Trauma, Antagonism and the Bodies of Others: A Dialogue on Delegated Performance

Claire Bishop, Julia Austin

Abstract


Art historian Claire Bishop has pioneered the concept of antagonistic aesthetics: a provocative new paradigm for understanding socially engaged, collaborative forms of art/performance practice.

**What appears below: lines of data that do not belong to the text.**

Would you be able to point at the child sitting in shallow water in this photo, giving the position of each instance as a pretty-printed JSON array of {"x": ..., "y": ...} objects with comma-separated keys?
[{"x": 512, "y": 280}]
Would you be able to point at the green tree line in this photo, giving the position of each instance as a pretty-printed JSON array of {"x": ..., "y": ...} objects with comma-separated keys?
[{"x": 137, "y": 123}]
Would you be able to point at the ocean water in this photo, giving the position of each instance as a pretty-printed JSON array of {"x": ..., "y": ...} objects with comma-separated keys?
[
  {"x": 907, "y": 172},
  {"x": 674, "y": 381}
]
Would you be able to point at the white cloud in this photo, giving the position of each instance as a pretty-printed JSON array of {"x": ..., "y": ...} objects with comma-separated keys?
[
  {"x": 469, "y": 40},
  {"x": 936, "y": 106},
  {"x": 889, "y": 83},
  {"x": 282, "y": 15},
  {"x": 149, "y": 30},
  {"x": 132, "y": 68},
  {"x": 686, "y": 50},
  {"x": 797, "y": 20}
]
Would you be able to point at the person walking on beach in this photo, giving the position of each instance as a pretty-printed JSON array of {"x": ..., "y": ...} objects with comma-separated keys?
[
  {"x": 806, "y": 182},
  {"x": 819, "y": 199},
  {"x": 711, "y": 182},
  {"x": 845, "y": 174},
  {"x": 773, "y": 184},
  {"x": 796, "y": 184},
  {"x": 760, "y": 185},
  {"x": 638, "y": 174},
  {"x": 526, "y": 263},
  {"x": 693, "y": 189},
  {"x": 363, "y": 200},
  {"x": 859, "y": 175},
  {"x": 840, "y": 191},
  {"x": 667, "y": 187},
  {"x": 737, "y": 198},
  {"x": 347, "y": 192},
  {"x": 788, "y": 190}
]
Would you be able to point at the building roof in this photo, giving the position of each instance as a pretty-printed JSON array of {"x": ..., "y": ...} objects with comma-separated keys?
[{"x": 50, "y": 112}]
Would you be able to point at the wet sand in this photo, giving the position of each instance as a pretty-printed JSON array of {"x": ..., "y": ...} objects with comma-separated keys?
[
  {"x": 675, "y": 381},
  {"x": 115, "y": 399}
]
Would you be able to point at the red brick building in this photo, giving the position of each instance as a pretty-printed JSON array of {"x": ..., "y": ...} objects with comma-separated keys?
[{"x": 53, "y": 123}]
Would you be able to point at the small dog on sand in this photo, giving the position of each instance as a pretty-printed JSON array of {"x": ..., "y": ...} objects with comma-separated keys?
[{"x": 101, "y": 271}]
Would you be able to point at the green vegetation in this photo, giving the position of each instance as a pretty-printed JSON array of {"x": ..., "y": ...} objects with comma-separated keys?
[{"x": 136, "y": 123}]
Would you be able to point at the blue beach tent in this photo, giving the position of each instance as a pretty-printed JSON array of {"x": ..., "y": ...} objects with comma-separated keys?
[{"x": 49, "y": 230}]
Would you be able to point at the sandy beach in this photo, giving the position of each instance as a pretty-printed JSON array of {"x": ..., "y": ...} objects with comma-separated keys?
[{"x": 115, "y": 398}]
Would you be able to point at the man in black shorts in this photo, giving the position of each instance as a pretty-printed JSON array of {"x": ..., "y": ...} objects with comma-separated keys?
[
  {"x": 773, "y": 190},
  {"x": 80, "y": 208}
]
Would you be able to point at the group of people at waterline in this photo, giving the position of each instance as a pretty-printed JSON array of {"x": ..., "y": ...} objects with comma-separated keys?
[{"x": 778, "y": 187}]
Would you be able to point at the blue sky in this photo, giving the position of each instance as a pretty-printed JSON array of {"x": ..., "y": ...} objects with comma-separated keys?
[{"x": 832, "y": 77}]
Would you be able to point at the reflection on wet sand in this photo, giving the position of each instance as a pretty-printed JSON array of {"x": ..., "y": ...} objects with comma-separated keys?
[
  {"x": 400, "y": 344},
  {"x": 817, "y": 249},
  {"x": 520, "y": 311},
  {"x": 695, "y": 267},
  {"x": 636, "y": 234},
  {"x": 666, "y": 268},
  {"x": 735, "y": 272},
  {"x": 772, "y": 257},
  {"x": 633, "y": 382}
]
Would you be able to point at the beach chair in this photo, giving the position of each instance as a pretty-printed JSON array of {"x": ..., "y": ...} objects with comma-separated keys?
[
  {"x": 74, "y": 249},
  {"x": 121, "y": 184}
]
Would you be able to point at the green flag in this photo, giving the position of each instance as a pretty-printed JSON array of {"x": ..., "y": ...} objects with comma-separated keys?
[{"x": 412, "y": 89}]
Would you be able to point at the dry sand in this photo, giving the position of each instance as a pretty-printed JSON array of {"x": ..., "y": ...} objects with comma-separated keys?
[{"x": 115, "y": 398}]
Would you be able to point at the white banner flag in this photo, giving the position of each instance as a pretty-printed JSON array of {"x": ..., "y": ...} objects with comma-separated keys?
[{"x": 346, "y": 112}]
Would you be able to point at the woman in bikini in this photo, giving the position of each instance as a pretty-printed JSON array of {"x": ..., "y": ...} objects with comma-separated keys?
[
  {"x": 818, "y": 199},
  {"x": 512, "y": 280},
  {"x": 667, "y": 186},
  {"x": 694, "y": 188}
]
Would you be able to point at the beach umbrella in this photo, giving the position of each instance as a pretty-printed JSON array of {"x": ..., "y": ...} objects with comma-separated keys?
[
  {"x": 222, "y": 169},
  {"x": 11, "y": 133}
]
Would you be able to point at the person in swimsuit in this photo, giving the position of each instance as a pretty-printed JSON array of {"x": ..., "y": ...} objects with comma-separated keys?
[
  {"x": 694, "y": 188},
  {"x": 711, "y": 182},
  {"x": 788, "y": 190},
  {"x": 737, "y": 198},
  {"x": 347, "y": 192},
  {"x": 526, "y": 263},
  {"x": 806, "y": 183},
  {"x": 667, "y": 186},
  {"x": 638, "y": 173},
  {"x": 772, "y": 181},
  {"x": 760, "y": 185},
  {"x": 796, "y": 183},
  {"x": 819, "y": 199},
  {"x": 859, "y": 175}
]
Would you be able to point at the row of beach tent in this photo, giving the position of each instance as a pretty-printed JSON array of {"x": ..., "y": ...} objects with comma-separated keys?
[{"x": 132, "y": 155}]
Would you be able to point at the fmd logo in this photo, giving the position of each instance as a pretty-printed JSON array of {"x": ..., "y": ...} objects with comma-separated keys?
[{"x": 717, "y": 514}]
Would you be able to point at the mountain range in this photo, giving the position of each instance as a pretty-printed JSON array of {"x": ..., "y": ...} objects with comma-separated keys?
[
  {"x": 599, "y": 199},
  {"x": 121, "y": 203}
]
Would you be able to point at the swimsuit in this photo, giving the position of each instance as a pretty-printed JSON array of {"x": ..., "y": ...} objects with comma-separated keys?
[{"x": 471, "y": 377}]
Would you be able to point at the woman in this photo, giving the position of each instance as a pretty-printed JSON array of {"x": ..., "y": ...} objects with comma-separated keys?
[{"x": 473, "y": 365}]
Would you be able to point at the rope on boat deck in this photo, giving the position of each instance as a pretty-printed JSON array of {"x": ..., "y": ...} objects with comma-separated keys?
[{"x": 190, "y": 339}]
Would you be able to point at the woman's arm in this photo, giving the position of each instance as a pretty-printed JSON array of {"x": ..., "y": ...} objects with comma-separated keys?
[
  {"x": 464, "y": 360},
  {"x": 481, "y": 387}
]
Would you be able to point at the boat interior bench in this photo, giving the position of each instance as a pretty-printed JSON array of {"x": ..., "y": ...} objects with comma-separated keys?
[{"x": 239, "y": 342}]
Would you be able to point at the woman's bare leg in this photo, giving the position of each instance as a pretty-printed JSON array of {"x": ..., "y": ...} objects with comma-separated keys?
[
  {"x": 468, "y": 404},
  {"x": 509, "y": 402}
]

In her groundbreaking essays ‘Antagonism and Relational Aesthetics’ and ‘The Social Turn: Collaboration and Its Discontents’, Bishop offers a trenchant critique of dominant theories of socially collaborative practice. In addition to targeting Nicolas Bourriaud’s influential manifesto of relational aesthetics, which proposed to disrupt capitalist systems of exchange by creating harmonious micro-utopias in the space of the gallery, Bishop also takes aim at the work of ‘politically correct’ scholars such as Grant Kester, who grounds his blueprint for dialogical aesthetics in an ethics of respect, empowerment and authorial sacrifice. While Bourriaud’s and Kester’s formulations of collaborative practice correspond to markedly different traditions, both approaches endeavour to heal or repair a damaged social bond. Bishop’s contribution is to challenge the presumed radicality and political value of such ameliorative, heteronomous projects, at the same time setting forth an alternative discursive framework that is tuned toward antagonistic goals.